Sunday, June 3, 2012

PDFs of the Loeb Classical Library...for FREE!


The hot news this weekend among classicists in the Twittersphere and on Facebook is  that all out of copyright editions of the Loeb Classical Library texts are available for free at Loebolus. You can download individual texts or a zip file of them all.

For those who don't know, the Loeb Classical Library is a series of translations of ancient Greek and Latin texts. Harvard University Press (HUP) has been publishing Loebs since 1911 and they have a nice account of their history here. The series includes texts ranging in date from Homer's Iliad and Odyssey in the 8th century B.C. to the Venerable Bede's Ecclesiastical History of the English Nation in the 8th century A.D. Each volume includes an authoritative edition of the original text on the left page and an English translation on the facing page. They are easily recognizable by their green and red covers.

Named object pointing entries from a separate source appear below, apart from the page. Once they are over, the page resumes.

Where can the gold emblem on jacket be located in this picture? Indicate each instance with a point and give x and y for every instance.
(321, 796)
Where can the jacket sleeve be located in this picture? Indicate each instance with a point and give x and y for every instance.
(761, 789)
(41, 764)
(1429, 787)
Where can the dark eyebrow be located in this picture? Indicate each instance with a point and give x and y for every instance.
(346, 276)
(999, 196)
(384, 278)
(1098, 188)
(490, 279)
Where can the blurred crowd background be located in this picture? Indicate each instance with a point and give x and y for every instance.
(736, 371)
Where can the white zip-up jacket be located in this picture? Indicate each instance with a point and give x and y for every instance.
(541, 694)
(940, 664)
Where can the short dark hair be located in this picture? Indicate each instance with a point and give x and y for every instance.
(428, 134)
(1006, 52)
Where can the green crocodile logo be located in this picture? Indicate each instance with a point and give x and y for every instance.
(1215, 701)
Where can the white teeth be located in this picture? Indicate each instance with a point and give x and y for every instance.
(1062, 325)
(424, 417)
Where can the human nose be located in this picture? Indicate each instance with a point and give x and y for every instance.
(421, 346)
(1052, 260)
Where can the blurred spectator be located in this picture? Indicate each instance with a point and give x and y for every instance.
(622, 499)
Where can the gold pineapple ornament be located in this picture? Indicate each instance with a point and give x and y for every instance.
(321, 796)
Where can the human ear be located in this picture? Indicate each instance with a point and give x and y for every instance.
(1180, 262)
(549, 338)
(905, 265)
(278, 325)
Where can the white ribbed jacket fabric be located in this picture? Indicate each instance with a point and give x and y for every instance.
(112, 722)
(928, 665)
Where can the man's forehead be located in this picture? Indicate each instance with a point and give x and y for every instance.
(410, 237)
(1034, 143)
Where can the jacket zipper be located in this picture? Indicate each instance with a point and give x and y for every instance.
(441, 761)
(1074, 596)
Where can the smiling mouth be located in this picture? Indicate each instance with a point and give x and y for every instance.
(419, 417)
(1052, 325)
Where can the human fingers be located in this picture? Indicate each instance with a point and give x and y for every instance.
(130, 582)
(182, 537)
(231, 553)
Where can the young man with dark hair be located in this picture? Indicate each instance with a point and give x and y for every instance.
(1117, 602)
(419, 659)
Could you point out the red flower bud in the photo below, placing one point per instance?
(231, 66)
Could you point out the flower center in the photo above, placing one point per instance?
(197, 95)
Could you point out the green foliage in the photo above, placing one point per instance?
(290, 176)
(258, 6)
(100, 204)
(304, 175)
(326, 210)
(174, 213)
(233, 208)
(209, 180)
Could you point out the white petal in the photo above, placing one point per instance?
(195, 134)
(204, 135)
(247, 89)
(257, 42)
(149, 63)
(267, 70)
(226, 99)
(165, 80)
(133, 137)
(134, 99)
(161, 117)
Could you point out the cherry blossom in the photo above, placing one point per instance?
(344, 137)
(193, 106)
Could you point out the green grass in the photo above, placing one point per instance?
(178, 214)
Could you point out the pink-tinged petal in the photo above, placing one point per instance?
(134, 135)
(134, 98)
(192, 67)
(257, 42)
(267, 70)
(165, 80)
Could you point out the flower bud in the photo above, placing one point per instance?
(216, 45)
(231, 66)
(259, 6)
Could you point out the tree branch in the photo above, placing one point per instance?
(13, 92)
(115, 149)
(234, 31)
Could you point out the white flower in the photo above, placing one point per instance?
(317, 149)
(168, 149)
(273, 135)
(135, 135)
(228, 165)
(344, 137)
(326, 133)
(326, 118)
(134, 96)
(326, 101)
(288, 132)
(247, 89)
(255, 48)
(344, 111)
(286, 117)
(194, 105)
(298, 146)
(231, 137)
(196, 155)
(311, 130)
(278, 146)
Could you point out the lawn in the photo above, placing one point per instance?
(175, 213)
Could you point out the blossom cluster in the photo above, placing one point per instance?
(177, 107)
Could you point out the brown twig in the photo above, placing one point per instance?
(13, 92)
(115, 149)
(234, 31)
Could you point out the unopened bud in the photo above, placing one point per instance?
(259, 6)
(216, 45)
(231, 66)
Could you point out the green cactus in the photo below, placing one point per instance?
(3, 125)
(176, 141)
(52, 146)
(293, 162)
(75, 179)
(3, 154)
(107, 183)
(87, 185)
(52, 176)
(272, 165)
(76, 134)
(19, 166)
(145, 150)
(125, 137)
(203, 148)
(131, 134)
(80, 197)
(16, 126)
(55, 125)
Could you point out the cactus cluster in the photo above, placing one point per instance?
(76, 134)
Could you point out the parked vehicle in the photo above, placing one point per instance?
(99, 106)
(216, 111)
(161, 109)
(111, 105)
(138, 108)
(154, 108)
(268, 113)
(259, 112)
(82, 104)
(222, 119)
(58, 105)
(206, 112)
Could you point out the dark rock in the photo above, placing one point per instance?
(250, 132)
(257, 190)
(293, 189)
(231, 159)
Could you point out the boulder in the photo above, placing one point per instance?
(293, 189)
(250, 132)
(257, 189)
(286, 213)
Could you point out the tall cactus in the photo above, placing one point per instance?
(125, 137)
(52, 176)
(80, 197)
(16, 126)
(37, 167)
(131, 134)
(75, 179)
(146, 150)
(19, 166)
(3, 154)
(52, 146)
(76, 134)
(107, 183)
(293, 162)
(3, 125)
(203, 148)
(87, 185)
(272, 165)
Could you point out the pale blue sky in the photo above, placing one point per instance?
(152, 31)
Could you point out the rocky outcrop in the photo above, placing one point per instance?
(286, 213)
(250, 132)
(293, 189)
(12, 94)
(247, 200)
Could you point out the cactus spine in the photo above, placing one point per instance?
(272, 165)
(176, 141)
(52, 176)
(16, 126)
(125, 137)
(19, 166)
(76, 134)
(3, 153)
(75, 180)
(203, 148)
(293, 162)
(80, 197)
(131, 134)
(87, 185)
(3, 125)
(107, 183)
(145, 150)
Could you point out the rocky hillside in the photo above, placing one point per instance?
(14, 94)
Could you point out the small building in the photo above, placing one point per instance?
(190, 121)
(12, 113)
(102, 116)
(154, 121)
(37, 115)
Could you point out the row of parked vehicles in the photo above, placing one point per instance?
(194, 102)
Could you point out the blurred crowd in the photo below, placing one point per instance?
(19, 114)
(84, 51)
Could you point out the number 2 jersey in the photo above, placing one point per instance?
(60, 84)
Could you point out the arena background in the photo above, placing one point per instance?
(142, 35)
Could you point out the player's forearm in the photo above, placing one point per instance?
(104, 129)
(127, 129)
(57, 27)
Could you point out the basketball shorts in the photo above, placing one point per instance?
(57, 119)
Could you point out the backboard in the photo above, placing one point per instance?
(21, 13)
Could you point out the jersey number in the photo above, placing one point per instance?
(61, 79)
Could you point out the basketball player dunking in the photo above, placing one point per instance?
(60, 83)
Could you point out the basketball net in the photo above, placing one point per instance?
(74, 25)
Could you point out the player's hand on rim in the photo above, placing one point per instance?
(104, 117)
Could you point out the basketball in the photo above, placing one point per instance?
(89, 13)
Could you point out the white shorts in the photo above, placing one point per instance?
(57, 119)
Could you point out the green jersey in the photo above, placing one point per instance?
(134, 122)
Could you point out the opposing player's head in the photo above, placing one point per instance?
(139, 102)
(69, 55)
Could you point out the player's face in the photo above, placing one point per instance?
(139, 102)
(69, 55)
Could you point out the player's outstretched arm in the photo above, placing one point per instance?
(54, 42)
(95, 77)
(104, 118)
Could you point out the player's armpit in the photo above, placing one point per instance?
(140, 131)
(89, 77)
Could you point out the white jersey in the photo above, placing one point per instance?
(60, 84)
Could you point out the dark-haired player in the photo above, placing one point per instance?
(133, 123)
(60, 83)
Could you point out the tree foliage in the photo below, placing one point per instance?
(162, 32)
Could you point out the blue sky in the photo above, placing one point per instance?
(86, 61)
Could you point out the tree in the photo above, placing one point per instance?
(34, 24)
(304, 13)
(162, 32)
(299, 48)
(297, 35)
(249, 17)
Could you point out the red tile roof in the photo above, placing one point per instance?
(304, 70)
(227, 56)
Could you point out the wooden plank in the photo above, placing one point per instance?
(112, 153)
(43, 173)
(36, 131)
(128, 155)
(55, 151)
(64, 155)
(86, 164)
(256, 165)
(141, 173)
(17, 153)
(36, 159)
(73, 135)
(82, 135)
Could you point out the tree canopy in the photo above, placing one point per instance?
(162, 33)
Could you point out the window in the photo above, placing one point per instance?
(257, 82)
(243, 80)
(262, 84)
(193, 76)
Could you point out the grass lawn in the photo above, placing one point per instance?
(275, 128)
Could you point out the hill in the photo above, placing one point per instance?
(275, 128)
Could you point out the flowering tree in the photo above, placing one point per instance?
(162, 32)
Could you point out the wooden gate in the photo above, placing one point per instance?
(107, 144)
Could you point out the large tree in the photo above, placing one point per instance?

Since 1990, HUP has been updating their translations. The older translations, which are available at Loebolus, often seem rather out of date and some of the texts were bowdlerized to remove potentially offensive material. This is especially obvious in authors like Aristophanes and Catullus who often used sexually explicit language.
Still the older versions of Loebs are a great resource for anyone wanting to read an ancient Greek or Latin text in translation or the original.